Les autres mesures pour 2018

Hausse de la prime d’activité : la prime d’activité sera augmentée de 20 € par mois à compter d’octobre 2018.

Plan d’investissement de 5 Mds€ : la mesure est encore très floue, mais la promesse de campagne du candidat Macron a été confirmée : le Gouvernement réserve bien un volet agricole de son plan d’investissement à hauteur de 5 Mds€, en lien avec l’obligation de définir des plans de filières pour « opérer la transition de l’agriculture ». Le Gouvernement met en avant quatre objectifs principaux : « accompagner la modernisation des outils et des pratiques, relever les défis du changement climatique, renforcer la compétitivité de l’aval et la structuration des filières, renforcer le soutien à la recherche et à l’innovation ».

Ce qui est déjà prévu pour 2019

Initialement prévu au 1er janvier 2018, le prélèvement à la source pour l’impôt sur le revenu est reporté à janvier 2019.

Dans la logique de la supprimer d’ici 2020 pour 80 % des ménages qui en sont redevables, la taxe d’habitation sera réduite de 65 % pour les ménages aux revenus les plus modestes.

Le Crédit d’impôt compétitivité emploi (CICE) sera supprimé en 2019 en contrepartie « des allègements de charges pérennes ».

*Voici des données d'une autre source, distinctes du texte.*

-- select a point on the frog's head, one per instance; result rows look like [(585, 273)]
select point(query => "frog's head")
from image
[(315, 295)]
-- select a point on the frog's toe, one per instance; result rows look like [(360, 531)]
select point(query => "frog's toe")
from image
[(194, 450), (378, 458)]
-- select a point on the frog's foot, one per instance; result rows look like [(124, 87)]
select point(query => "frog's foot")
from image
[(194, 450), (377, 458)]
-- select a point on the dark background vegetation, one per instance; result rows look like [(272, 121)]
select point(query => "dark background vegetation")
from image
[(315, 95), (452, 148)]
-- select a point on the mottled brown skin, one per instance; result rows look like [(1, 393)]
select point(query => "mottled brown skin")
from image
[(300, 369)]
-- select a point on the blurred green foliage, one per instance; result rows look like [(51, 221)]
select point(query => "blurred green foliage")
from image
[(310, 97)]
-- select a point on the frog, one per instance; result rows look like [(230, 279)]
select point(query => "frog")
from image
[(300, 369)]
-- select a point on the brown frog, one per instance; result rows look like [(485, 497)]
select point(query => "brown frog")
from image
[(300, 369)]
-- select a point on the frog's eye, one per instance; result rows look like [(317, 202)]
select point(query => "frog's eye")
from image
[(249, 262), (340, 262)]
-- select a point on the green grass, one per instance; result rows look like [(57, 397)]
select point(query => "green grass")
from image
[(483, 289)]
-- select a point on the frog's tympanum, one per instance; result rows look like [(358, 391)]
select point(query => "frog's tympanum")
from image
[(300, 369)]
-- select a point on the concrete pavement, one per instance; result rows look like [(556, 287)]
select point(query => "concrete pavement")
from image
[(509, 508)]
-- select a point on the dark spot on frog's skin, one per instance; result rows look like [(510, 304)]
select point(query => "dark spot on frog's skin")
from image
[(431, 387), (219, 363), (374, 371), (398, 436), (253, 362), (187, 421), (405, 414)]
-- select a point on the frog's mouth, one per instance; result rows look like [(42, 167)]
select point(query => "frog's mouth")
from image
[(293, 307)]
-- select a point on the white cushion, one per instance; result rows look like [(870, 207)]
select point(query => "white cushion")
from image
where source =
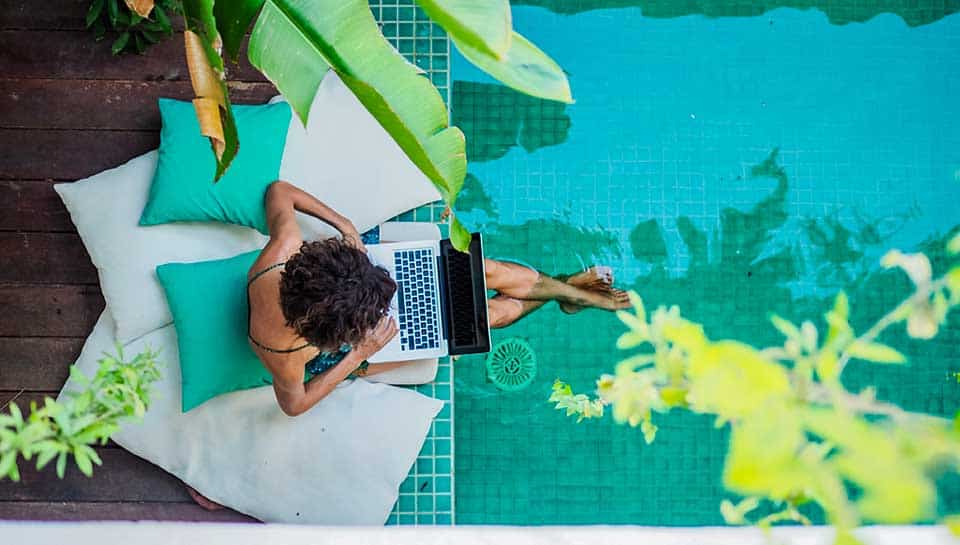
[(340, 463), (106, 209), (344, 158), (348, 160)]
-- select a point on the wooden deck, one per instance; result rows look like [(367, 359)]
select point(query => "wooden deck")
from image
[(69, 109)]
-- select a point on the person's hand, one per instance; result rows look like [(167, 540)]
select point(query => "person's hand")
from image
[(378, 337)]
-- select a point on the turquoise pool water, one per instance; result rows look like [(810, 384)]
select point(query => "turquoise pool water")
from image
[(733, 166)]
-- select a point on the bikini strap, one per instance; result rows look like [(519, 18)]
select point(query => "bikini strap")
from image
[(264, 271)]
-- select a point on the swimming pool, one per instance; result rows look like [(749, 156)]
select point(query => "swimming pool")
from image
[(732, 165)]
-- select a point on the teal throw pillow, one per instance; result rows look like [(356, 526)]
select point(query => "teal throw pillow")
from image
[(183, 187), (208, 301)]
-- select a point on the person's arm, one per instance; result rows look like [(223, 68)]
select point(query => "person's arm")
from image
[(377, 368), (283, 198), (296, 398)]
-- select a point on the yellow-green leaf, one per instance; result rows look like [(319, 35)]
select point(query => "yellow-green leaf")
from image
[(953, 282), (649, 431), (841, 306), (827, 365), (952, 522), (140, 7), (875, 352), (630, 339), (789, 330), (459, 235), (954, 245)]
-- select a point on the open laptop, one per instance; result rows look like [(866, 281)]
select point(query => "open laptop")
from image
[(441, 300)]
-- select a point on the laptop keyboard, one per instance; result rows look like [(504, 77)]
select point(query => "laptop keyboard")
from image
[(416, 276)]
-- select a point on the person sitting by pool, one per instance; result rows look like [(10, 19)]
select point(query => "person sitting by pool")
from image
[(322, 305)]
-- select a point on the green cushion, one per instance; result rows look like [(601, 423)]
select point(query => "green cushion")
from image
[(183, 188), (208, 301)]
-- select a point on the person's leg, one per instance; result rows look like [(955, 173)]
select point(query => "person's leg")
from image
[(503, 311), (520, 282)]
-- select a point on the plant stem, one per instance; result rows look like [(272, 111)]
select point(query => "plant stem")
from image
[(890, 318)]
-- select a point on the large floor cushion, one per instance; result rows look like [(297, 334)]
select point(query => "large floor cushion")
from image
[(343, 157), (106, 210), (341, 463)]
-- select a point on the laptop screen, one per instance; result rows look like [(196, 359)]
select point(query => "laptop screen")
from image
[(466, 298)]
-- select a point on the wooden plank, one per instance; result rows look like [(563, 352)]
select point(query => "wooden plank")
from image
[(48, 311), (122, 477), (32, 205), (55, 15), (99, 104), (74, 55), (134, 511), (36, 364), (45, 258), (68, 154), (23, 399)]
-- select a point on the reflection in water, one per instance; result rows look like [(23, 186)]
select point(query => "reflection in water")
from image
[(557, 248), (473, 197), (728, 252), (914, 13), (499, 118), (736, 274)]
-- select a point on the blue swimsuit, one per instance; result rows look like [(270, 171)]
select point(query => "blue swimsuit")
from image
[(324, 360)]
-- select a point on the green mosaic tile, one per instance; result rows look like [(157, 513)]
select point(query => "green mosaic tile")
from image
[(652, 172), (424, 44)]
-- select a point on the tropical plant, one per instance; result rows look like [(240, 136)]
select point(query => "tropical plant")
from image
[(138, 26), (295, 42), (120, 390), (797, 434)]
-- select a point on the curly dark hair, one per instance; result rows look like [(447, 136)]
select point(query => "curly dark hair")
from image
[(331, 294)]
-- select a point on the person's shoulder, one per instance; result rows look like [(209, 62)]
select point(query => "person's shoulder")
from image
[(277, 251)]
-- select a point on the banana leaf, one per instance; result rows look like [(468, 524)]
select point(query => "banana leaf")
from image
[(483, 32), (212, 102), (233, 19), (294, 43), (484, 25)]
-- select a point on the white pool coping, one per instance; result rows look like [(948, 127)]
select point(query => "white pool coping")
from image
[(177, 533)]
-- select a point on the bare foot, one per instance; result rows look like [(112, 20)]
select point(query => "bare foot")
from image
[(202, 501), (599, 281)]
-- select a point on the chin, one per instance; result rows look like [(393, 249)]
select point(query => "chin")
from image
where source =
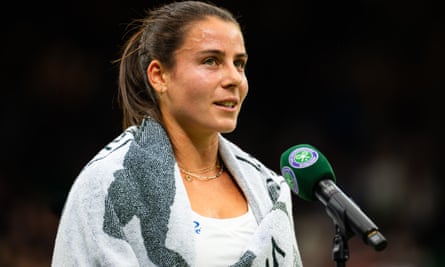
[(228, 129)]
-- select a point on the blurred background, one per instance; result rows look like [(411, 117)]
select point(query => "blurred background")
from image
[(360, 80)]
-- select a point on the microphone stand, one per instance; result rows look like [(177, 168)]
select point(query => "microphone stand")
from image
[(340, 249)]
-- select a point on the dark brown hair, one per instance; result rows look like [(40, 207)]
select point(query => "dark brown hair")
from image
[(157, 36)]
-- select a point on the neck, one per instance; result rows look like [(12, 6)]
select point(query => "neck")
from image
[(194, 153)]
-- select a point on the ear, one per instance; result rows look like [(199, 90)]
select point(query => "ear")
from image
[(156, 76)]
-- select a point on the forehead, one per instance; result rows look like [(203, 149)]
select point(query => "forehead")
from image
[(213, 33)]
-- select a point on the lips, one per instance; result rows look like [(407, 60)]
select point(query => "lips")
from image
[(227, 104)]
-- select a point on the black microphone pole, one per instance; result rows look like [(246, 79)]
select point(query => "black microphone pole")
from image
[(348, 220)]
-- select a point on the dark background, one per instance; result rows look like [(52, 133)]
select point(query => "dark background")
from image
[(360, 80)]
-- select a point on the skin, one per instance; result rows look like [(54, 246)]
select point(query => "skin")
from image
[(200, 98)]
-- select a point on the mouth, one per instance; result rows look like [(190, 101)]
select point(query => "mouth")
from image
[(226, 104)]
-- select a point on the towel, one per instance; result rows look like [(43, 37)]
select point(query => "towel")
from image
[(129, 207)]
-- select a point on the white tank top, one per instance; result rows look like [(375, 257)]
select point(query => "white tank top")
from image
[(221, 242)]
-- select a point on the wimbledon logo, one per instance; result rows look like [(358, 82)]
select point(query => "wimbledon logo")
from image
[(303, 157), (300, 158)]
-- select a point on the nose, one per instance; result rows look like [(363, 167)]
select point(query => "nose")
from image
[(233, 76)]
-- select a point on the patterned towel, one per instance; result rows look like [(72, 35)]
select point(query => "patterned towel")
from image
[(129, 207)]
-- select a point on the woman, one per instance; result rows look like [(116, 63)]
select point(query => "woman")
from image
[(171, 190)]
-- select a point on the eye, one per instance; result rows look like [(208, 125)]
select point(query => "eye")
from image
[(240, 64), (210, 61)]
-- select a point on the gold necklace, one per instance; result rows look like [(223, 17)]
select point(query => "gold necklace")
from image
[(189, 175)]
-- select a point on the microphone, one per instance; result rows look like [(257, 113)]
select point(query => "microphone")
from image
[(310, 176)]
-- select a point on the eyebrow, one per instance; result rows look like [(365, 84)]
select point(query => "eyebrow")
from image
[(219, 52)]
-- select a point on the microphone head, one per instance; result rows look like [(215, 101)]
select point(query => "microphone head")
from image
[(303, 166)]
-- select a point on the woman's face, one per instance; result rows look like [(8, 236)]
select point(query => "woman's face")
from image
[(206, 87)]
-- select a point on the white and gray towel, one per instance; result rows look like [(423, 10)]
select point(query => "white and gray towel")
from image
[(129, 207)]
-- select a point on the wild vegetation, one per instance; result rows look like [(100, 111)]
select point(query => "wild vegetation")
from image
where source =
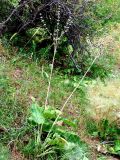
[(59, 80)]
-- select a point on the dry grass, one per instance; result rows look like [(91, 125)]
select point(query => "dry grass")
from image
[(105, 97)]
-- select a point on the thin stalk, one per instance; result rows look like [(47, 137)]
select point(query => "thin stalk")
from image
[(51, 73), (69, 97)]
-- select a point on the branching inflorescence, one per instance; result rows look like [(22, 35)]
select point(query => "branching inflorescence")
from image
[(58, 17)]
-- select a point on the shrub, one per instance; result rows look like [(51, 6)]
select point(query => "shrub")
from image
[(75, 21)]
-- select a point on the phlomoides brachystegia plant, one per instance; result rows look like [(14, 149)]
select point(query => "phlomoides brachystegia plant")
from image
[(56, 32)]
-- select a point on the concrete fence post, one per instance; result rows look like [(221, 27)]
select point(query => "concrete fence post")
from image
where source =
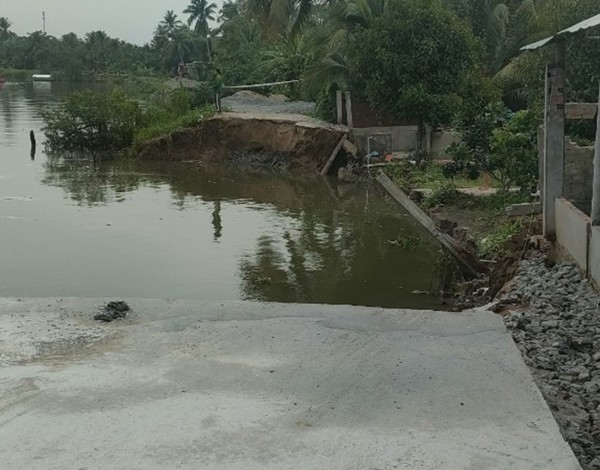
[(554, 140), (595, 215)]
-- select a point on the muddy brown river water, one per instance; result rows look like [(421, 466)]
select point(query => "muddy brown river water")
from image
[(133, 229)]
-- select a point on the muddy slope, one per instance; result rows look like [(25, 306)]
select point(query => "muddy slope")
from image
[(308, 143)]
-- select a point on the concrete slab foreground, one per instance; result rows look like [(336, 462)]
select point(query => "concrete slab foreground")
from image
[(189, 385)]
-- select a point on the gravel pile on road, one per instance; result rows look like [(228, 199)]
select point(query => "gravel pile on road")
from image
[(250, 102), (558, 333)]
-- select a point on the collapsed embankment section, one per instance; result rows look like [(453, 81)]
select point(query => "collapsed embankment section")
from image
[(296, 142)]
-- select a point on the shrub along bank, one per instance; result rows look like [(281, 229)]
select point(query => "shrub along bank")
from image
[(99, 123)]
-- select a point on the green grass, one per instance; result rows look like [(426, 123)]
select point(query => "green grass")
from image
[(162, 122), (408, 177)]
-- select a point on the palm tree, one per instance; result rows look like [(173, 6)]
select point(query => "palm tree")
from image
[(503, 26), (170, 23), (201, 12), (97, 44), (5, 25), (280, 16)]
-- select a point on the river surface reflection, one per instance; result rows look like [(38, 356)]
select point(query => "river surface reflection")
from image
[(69, 227)]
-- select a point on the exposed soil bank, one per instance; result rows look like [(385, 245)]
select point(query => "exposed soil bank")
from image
[(305, 143)]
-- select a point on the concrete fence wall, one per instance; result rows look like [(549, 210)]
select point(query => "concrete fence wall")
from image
[(578, 175), (594, 255), (400, 139), (572, 232)]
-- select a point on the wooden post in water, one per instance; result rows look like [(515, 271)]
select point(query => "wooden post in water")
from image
[(334, 154), (33, 144), (469, 263)]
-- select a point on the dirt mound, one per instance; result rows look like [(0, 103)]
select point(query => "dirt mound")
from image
[(306, 143), (251, 102)]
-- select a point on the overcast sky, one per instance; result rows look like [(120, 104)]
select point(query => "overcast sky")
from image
[(131, 20)]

Le projet de loi de finances 2018 est en discussion à l’Assemblée nationale jusqu’au lundi 20 novembre. Les échanges se poursuivront ensuite en première lecture au Sénat du 23 novembre au 12 décembre.

Le projet de loi de financement de la sécurité sociale pour 2018 a été adopté en première lecture à l’Assemblée nationale le 31 octobre 2017. Il sera discuté au Sénat du 13 au 17 novembre.